Last year I was injured, and I'm about 96% certain it was because of a lot of downhill running.
It's tempting, isn't it? You might be running along, or perhaps UP a hill, your stocky, bootylicious self, and you see the downhill and you say to yourself, "WARP FIVE, MR. SULU!". Chances are, if you are not a bird-person, and if you haven't (gently) trained running a lot of downhills, you might be cutting your race short and you will suffer.
If the finish is down at the bottom, fine. But if not, if you have a couple more miles to go after that long downhill (I'm talking here of marathons, 10ks, et cetera, not necessarily 5ks, although I'm not ruling them out.) say, a couple more miles or flat or--shudder--another hills, baby, you are DONE.
Last year I did several long downhills on pavement. I did the New Mexico marathon, which has a 6-mile downhill between about mile 15 and 21.
At right, this is an old profile from a training ride, but the area between miles 1 and 13 are the first half of the NM Marathon. -->
At this marathon, I abandoned my works-for-me plan and answered the siren call of gravity, hauling ass down that hill.
I laid off, and then did the Colorado Relay 2 weeks later. My splits were short, about 4 to 6 miles, but all downhill - my choice. The last one dropped in altitude over 900 feet over 3 miles. OWWW. But I was okay, I could jog, a little. X-rays were negative.

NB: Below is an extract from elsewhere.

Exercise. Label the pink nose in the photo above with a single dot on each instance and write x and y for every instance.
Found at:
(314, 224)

Diagnosis: shin splints.
Three days later, I went for a quick (2.5 mile run) to the local aquatic center, swam, and then headed home. 100 feet into a very steep downhill on blacktop (running full tilt, of course) I suddenly could not run any more. The theory was that at that point I'd developed a stress fracture. I didn't run on pavement for over 8 weeks, although I could do some light trail running. The rest is history. I finally feel like I'm recovered.
Ahead of time, a fellow ultra runner, Don, warned me about the downhill. Don't go flying back down that hill, he said. You're not done yet.
There was a woman just ahead of me, who seemed invested in staying ahead of me. She is a bit trimmer than I, and she kept looking back at me. Because she did that, well, I had to beat her.
You understand, right?
She was good on the flats, but challenged by the uphills - I passed her going up that long 2.5 mile climb. I've started doing this little hopping run--tiny steps-up hills that is faster than hiking, but I could only just now do it because I had to develop quads and calves. But anyway. So I passed her, and said as nicely as I could, "boy, I'll sure be glad when this hill ends, won't you?" as she walked dejectedly up the hill, hands on hips, taking long, huge steps*.
As tempting as it was, I'd been thinking about New Mexico marathon lately, and last year's injuries, and Scott's warning, and I continued my gentle jog down the slope.
When we got to the bottom, she was done. DONE. as in, she could barely move. She'd shocked the crap out of her shins and quads, and now barely shuffling on the rollers.
*Big mistake. When going uphill, change your stride to smaller steps, else you'll burn your adductors out.